NPM library best practices?
I was creating my own NPM library, @menglinmaker/soundfont3 but there are so many technical decisions:
- So many bundlers to choose from: esbuild, webpack, rollup, snowpack, tsup...
- Do I bundle to 1 file? Tree-shake?
- So many testing frameworks too: jest, vitest...
- So many eslint plugins.
- How do I even test if ESM and CJS imported correctly?
Attempt:
I decided to take inspiration from a few GitHub repos like vuejs/core, solidjs/solid, mrdoob/three.js.
This is what I pickup up on:
- Use script "preinstall" to force the use of "pnpm" for development. Very opinionated decision, but improves consistency with setup and CI.
- Use script "postinstall" to ensure git hooks are installed.
- Lint and format at least every pre-commit.
- Use "eslint-plugin-compat" to detect browser compatibility issues for web apis.
Areas for improvement in JS ecosystem:
- Lack of runtime compatibility linting - does api exist on Node, Deno, Bun, Cloudflare worker...?
TLDR:
Mostly unsure what bundler + config and testing library to use.
Eg: Apparently it's possible to unit test on a browser?
Boilerplate repo:
https://github.com/MengLinMaker/npm-library-boilerplate
GitHub
GitHub - MengLinMaker/npm-library-boilerplate: Boilerplate for crea...

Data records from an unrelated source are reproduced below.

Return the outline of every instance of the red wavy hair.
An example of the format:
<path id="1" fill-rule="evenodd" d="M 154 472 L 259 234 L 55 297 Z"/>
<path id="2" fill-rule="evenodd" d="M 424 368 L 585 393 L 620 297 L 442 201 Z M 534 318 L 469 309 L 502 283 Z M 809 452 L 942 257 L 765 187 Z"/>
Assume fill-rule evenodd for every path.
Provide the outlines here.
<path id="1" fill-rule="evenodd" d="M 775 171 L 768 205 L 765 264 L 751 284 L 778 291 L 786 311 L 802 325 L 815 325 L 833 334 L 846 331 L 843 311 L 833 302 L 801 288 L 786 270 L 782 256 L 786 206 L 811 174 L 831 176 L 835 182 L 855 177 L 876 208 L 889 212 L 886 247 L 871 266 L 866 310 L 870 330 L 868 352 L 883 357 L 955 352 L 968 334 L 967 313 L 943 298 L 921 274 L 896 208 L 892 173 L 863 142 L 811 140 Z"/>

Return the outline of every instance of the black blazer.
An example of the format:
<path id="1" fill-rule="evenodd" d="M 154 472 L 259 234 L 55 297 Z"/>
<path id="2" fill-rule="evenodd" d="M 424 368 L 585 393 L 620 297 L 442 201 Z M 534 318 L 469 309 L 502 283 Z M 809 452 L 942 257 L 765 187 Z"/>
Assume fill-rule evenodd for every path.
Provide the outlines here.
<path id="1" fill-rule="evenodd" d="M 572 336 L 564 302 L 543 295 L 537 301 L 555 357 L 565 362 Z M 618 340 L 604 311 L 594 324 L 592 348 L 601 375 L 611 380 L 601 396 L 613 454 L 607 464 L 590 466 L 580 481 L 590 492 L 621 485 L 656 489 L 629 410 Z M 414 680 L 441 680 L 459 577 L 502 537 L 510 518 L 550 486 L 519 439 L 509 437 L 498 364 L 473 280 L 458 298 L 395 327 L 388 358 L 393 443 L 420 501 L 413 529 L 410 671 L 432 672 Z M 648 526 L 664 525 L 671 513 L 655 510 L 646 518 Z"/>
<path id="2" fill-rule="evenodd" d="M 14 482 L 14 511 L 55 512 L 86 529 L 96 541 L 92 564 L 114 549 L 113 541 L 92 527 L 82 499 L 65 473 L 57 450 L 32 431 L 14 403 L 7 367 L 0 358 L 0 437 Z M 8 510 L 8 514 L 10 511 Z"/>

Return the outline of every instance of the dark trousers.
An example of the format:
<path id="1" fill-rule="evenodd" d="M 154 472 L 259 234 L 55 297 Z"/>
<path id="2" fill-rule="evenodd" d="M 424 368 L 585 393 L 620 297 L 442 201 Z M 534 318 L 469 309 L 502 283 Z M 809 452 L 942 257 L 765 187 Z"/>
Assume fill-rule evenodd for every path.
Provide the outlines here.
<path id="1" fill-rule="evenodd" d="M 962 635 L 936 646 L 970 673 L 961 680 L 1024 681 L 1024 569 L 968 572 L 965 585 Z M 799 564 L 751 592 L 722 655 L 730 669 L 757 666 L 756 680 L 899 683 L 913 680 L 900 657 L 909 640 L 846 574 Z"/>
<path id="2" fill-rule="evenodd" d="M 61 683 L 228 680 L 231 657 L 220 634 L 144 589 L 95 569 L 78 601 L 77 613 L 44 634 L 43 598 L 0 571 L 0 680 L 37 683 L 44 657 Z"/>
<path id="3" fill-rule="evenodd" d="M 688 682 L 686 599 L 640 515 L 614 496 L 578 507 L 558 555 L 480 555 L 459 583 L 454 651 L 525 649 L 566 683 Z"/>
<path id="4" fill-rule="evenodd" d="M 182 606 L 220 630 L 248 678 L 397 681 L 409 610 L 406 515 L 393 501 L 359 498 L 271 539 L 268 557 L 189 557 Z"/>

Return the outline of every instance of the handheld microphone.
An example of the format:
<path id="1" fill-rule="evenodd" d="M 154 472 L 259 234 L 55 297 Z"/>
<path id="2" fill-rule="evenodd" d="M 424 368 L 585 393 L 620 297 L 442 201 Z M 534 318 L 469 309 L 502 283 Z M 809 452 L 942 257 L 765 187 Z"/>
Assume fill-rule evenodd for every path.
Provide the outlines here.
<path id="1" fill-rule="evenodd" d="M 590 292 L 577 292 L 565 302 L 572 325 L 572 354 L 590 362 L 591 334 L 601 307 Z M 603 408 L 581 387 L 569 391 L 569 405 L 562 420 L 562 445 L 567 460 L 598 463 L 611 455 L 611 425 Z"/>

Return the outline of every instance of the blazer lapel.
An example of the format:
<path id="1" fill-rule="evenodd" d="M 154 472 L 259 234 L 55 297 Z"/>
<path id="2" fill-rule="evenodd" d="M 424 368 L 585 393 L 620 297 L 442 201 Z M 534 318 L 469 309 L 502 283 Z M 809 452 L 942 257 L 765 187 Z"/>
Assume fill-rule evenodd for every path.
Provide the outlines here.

Boilerplate for creating NPM library with CJS, ESM and DTS output. - MengLinMaker/npm-library-boilerplate
9 Replies
shipping to jsr is simple, send the ts files and thats it
Interesting idea with only ESM support. Sounds like JSR bundles TypeScript to ESM and d.ts for you. Then users download your package from @jsr/PackageName.

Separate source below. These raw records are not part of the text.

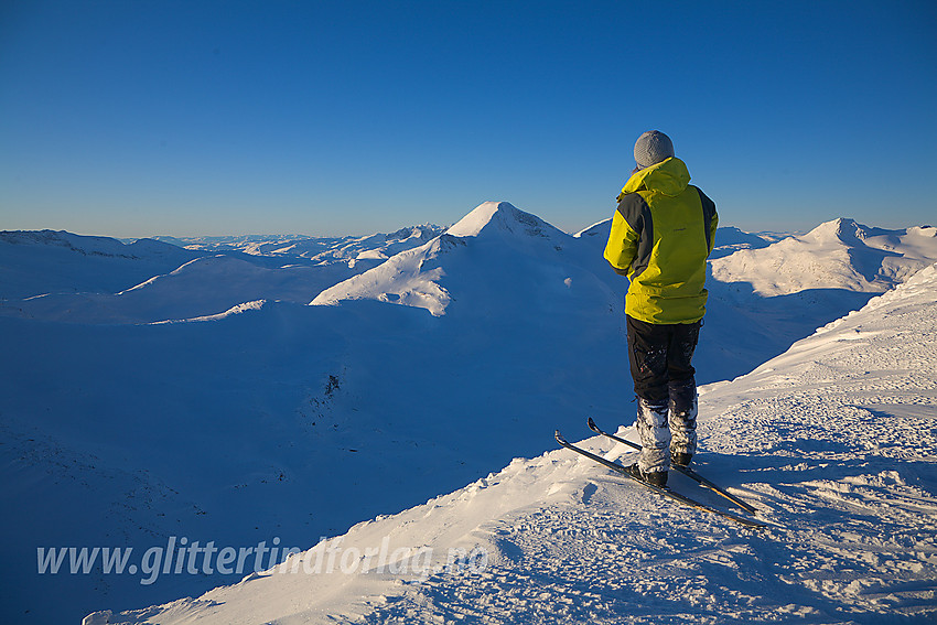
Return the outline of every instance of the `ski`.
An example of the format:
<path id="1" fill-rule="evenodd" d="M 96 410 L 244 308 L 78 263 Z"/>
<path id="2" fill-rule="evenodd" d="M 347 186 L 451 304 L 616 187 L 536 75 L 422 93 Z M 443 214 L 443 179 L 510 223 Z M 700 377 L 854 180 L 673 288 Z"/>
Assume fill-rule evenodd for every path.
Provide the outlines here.
<path id="1" fill-rule="evenodd" d="M 691 508 L 696 508 L 698 510 L 719 515 L 719 516 L 721 516 L 725 519 L 735 521 L 739 525 L 742 525 L 742 526 L 745 526 L 745 527 L 748 527 L 748 528 L 760 529 L 760 528 L 766 527 L 766 525 L 761 522 L 761 521 L 756 521 L 756 520 L 753 520 L 753 519 L 750 519 L 750 518 L 745 518 L 745 517 L 741 517 L 739 515 L 734 515 L 734 514 L 725 511 L 725 510 L 720 510 L 718 508 L 713 508 L 711 506 L 703 504 L 702 502 L 697 502 L 696 499 L 691 499 L 690 497 L 687 497 L 686 495 L 681 495 L 680 493 L 671 491 L 670 488 L 655 486 L 654 484 L 648 484 L 647 482 L 644 482 L 643 479 L 638 479 L 637 477 L 631 475 L 627 471 L 625 471 L 625 467 L 622 466 L 621 464 L 618 464 L 616 462 L 612 462 L 611 460 L 605 460 L 601 455 L 596 455 L 596 454 L 594 454 L 590 451 L 586 451 L 582 448 L 578 448 L 574 444 L 568 442 L 562 437 L 562 434 L 560 434 L 559 430 L 557 430 L 554 437 L 557 439 L 557 442 L 560 443 L 566 449 L 574 451 L 579 454 L 582 454 L 590 460 L 594 460 L 599 464 L 602 464 L 603 466 L 606 466 L 606 467 L 611 468 L 612 471 L 621 473 L 622 475 L 624 475 L 625 477 L 627 477 L 632 482 L 640 484 L 645 488 L 647 488 L 649 491 L 654 491 L 658 495 L 661 495 L 664 497 L 668 497 L 668 498 L 672 499 L 674 502 L 677 502 L 677 503 L 682 504 L 685 506 L 689 506 Z"/>
<path id="2" fill-rule="evenodd" d="M 605 432 L 602 429 L 600 429 L 599 425 L 595 424 L 595 421 L 592 420 L 592 417 L 589 418 L 589 429 L 592 430 L 593 432 L 602 434 L 603 437 L 608 437 L 613 441 L 624 443 L 626 445 L 629 445 L 629 446 L 640 451 L 639 444 L 633 443 L 633 442 L 625 440 L 625 439 L 622 439 L 621 437 L 616 437 L 615 434 L 610 434 L 608 432 Z M 755 508 L 752 504 L 743 502 L 739 497 L 735 497 L 734 495 L 726 493 L 723 488 L 721 488 L 720 486 L 717 486 L 715 484 L 713 484 L 712 482 L 710 482 L 709 479 L 707 479 L 706 477 L 703 477 L 702 475 L 700 475 L 699 473 L 697 473 L 696 471 L 690 468 L 689 466 L 680 466 L 679 464 L 671 464 L 670 466 L 672 468 L 676 468 L 677 471 L 679 471 L 680 473 L 682 473 L 683 475 L 686 475 L 690 479 L 693 479 L 700 486 L 709 488 L 713 493 L 717 493 L 718 495 L 725 497 L 726 499 L 729 499 L 730 502 L 732 502 L 733 504 L 735 504 L 736 506 L 739 506 L 740 508 L 742 508 L 746 513 L 754 515 L 758 511 L 758 509 Z"/>

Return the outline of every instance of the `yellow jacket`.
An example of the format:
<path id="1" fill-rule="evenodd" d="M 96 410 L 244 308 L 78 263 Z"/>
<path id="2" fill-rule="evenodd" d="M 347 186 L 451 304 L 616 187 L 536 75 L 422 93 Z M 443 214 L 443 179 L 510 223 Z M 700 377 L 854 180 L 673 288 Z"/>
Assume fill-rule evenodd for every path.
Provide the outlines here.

Cross runtime support is an interesting feature. Are they adding polyfills/ponyfills?
However, I don't see this working well with WASM based libraries generated from Emscripten, which is usually in CommonJS without TypeScript.
i think unjs did something to better build stuff
GitHub
GitHub - unjs/unbuild: 📦 An unified javascript build system
📦 An unified javascript build system. Contribute to unjs/unbuild development by creating an account on GitHub.
Ah yes, I saw that: unbuild. Tried it briefly before.
Docs aren't great though, but easy to use. Compiles to a .js + d.ts file.
Not easy to debug? - like how do you map from an error in that one file to the original source code?
If I could figure out how to preserve folder structure, I would definitely consider. Or if there are alternative debugging methods.
i didnt use it, i only know it exists
GitHub
unbuild/examples/2.mkdist at main · unjs/unbuild
📦 An unified javascript build system. Contribute to unjs/unbuild development by creating an account on GitHub.
maybe this example should do it
looks like it preserves the structure
Alright, I don't think I know what I'm doing. But unbuild definitely sounds like a good solution created by someone who is heavily involved in open source. So I'll just use the most basic config.
Debugging might be more difficult for consumers.